The landmark FCIC report casts blame on feckless tycoons, of course. But this report, written by politicians, candidly places much of the blame on pols overly influenced by corporate lobbyists. And on lax regulators who were all-to-easily cowed by those pols into buying the glib reassurances of Wall Street that it knew what it was doing.

In the aftermath of the Great Recession, we have learned for the umpteenth time that it’s wrong to trust the private sector to do the right thing without rigorous government oversight.

“The crisis was the result of human action and inaction, not of Mother Nature or computer models gone haywire,” the FDIC report will say.

“The captains of finance and the public stewards of our financial system ignored warnings and failed to question, understand and manage evolving risks within a system essential to the well-being of the American public. Theirs was a big miss, not a stumble.” (Emphasis added.)

In this case, the pols were well paid to ignore dodgy practices they should have outlawed. Between 1999, the dawn of the current era of financial deregulation, and 2008, the U.S. financial industry spent $2.7 billion (U.S.) to lobby politicians and pressure regulators. And individuals connected to the industry made $1 billion in political campaign donations.

Imagine a zoo with the bars down, and that’s the private sector without able and honest regulation.

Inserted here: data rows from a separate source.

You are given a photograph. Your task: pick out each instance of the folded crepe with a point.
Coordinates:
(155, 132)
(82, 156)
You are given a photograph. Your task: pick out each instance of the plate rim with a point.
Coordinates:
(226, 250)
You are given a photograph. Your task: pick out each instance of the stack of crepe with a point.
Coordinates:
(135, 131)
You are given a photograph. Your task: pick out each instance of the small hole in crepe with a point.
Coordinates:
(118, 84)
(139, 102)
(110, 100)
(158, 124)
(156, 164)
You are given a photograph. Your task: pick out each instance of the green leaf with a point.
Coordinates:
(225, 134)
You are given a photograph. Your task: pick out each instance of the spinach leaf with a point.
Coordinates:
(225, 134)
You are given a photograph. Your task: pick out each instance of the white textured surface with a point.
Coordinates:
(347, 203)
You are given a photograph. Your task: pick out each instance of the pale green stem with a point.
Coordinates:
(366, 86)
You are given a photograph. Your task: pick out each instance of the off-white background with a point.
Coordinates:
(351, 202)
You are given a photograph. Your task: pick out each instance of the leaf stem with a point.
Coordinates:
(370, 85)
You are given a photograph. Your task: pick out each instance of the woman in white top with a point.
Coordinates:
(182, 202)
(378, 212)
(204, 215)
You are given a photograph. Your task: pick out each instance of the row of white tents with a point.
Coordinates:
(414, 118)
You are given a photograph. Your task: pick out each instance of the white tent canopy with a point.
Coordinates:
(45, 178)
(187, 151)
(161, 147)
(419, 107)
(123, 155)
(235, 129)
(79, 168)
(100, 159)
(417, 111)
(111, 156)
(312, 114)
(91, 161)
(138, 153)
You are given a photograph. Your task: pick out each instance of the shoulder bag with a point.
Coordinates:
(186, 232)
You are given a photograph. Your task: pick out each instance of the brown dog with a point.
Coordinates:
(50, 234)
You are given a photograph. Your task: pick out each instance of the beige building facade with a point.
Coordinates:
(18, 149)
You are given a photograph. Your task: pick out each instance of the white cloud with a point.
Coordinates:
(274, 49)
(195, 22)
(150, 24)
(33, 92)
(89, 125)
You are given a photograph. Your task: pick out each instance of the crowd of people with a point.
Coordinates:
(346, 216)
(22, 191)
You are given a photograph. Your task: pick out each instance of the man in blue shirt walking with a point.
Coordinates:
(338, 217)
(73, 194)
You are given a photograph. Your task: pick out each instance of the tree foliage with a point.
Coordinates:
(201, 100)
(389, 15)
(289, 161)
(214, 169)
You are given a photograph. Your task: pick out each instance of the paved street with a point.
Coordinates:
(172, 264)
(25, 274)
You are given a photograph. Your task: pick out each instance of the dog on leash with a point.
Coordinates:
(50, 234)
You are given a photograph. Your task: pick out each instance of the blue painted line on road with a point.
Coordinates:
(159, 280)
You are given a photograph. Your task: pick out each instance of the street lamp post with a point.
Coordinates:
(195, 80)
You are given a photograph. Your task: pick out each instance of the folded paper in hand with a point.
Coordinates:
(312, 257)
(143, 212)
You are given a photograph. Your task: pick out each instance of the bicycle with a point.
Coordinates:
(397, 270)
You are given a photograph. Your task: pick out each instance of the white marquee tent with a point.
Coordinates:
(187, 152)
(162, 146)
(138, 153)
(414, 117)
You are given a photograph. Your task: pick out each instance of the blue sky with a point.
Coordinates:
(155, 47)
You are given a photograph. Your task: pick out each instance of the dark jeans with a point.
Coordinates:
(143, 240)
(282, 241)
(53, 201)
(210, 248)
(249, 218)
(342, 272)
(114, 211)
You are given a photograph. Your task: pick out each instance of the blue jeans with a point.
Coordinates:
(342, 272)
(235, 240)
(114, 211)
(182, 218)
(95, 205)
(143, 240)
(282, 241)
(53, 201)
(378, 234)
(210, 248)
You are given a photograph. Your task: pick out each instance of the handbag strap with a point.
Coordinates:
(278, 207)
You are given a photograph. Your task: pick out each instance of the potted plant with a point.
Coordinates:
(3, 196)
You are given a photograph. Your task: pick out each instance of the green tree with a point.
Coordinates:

Just days before last year’s Upper Big Branch Mine disaster, which cost 29 miners their lives in the worst coal-industry disaster in 40 years, the U.S. Department of Labor issued a report titled, Journeymen Inspectors Do Not Receive Required Periodic Training.

David McAteer, former head of the U.S. Mine Safety and Health Administration, could hardly believe that in the aftermath of the 2006 Sage mine disaster – another case of excess methane levels triggering a fatal explosion – that lessons from Sago had not been applied at the 56 mines operated by Massey Energy, a chronic violator of safety regulations.

“We know how to remove methane and control dust problems,” McAteer told the New York Times during the Upper Big Branch mine tragedy. “The fact that we had [another] explosion with methane or dust suggests we are not doing enough to protect miners.”

A few weeks later in 2010, BP PLC’s offshore exploration rig in the Gulf of Mexico, theDeepwater Horizon, exploded and sank, triggering one of the biggest environmental disasters in U.S. history.

It turned out that the U.S. Interior Department, subjected to intense lobbying by BP, had exempted the Deepwater Horizon project from the usual detailed environmental impact analysis.

Which would have found that no tests had been done to demonstrate that a blow-out preventer would work at the deepest well ever in Gulf history. (It didn’t.) And that no proper assessment had been made of an oil spill’s likely impact on the shoreline, despite the project’s proximity to the Gulf Coast.

The bottom line is that epic disasters – like an unsupervised greed on Wall Street that cost eight million Americans and 400,000 Canadians their jobs in the Great Recession – usually have inadequate or corrupted regulation as a root cause.

There always will be people who want to rob banks, and a criminal-justice system that thwarts and punishes them. But that’s not how it works with vastly more damaging corporate malfeasance, in which the miscreants usually are rewarded with a staggering severance package.

I wish we had no need of regulators. As a taxpayer, I would love to be spared that expense. But then I’d have to count on consistent good behavior from the private sector.

Yet we cannot do that.

Whether it’s alleged employment-law violations at Wal-Mart Stores Inc., or a deadly listeria outbreak at Maple Leaf Foods Inc., or faulty tires on Ford Explorers implicated a decade ago in fatal vehicle rollovers, red tape isn’t what ails our economy. Inadequate public supervision is.

Quite apart from the ethical issues at stake, what impairs our economic efficiency is (a) the ease with which private-sector actors slip into corrupting behavior. And (b) the inability or unwillingness of our “public stewards” to stamp out anti-social business conduct.

Looking back on all these miserable episodes is to recall Edna St. Vincent Millay’s adage that “It’s not one damned thing after another. It’s the same damned thing, over and over.”